It was an offer the Anne Arundel County school board jus couldn't turn down -- $500,000 worth of renovations to Jessup Elementary School that won't require a dime from the school system construction budget.
After delays, red tape and lengthy discussion surrounding who would be liable for faulty work or injury to parent and community volunteers who would do the work, the school board voted 5-0 last night in favor of its first such all-volunteer project.
Board members Michael A. Pace and student member Jay Witcher were absent.
"The determination you have shown is absolutely amazing," School Superintendent C. Berry Carter II told Steve Kendall, the parent who spearheaded the project. "Your ability to stick to it is tremendous, and I commend you."
The project started out as a way to get families involved with the school and to build walls to eliminate "antiquated open classrooms," said Mr. Kendall. Now, 357 of 462 families who have students in the school have volunteered their time or talents or donated to the project.
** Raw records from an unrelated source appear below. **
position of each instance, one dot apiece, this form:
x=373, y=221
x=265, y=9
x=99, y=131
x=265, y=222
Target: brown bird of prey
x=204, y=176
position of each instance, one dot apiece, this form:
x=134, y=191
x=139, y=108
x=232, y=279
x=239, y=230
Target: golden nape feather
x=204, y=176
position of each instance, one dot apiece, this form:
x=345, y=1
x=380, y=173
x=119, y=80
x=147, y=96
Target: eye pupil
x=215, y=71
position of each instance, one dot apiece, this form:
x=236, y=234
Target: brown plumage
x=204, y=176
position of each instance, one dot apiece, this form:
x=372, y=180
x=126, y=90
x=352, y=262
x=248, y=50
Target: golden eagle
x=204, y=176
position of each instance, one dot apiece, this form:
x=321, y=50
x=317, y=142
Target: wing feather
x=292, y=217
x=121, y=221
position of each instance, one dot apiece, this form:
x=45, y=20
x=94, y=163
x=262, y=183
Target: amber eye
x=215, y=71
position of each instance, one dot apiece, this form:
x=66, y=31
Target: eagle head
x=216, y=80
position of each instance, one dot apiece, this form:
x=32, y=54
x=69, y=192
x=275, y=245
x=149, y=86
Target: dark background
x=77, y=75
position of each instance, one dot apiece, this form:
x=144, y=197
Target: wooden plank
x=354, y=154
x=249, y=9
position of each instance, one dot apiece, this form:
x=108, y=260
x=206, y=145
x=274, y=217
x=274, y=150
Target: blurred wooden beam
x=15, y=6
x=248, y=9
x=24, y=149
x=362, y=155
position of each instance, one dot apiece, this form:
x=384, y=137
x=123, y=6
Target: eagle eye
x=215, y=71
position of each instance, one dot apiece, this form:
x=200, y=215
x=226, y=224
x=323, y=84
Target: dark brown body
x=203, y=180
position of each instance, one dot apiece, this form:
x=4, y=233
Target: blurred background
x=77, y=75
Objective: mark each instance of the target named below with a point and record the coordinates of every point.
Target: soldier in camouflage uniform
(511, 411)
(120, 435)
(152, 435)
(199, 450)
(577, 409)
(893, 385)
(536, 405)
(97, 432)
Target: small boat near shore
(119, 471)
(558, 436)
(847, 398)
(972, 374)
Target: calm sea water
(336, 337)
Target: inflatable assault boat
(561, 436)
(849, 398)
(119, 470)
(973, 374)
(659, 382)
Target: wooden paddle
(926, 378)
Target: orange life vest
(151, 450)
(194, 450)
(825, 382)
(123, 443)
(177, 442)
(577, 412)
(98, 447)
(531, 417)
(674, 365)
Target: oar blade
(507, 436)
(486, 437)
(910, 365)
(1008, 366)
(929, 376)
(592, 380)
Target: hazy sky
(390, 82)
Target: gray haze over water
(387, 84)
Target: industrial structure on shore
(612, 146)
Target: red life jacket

Jessup Principal Preston Hebron noted he was sent to the
school four years ago to turn it around.
"Four years ago, parents were ready to tear down the school; now they're ready to go to work for the school," said Mr. Hebron.
The group plans to install a sprinkler system, carpet, air conditioning in the gym and cafeteria, and build walls to close off classrooms.
Mr. Kendall has predicted that with oversight from Board of Education construction managers, the parents can complete the work in three months. The only cost to the school system will be staff members' time, something that would have been provided even if an outside contractor was used.
School board member Dorothy Chaney closely questioned staff member Bill Peacock and P. Tyson Bennett, an attorney, on liability issues.
Mr. Bennett said it was acceptable for volunteers to sign waivers they would not seek workman's compensation if injured on the job, and for contractors to use their businesses' liability insurance to cover any job errors.
Mr. Bennett said the final obstacle was the board's faith in whether the parents can perform the work they're promising.
"I know it's a new thing, and I know there's a risk, but I'm willing to take it," said board member Jo Ann Tollenger.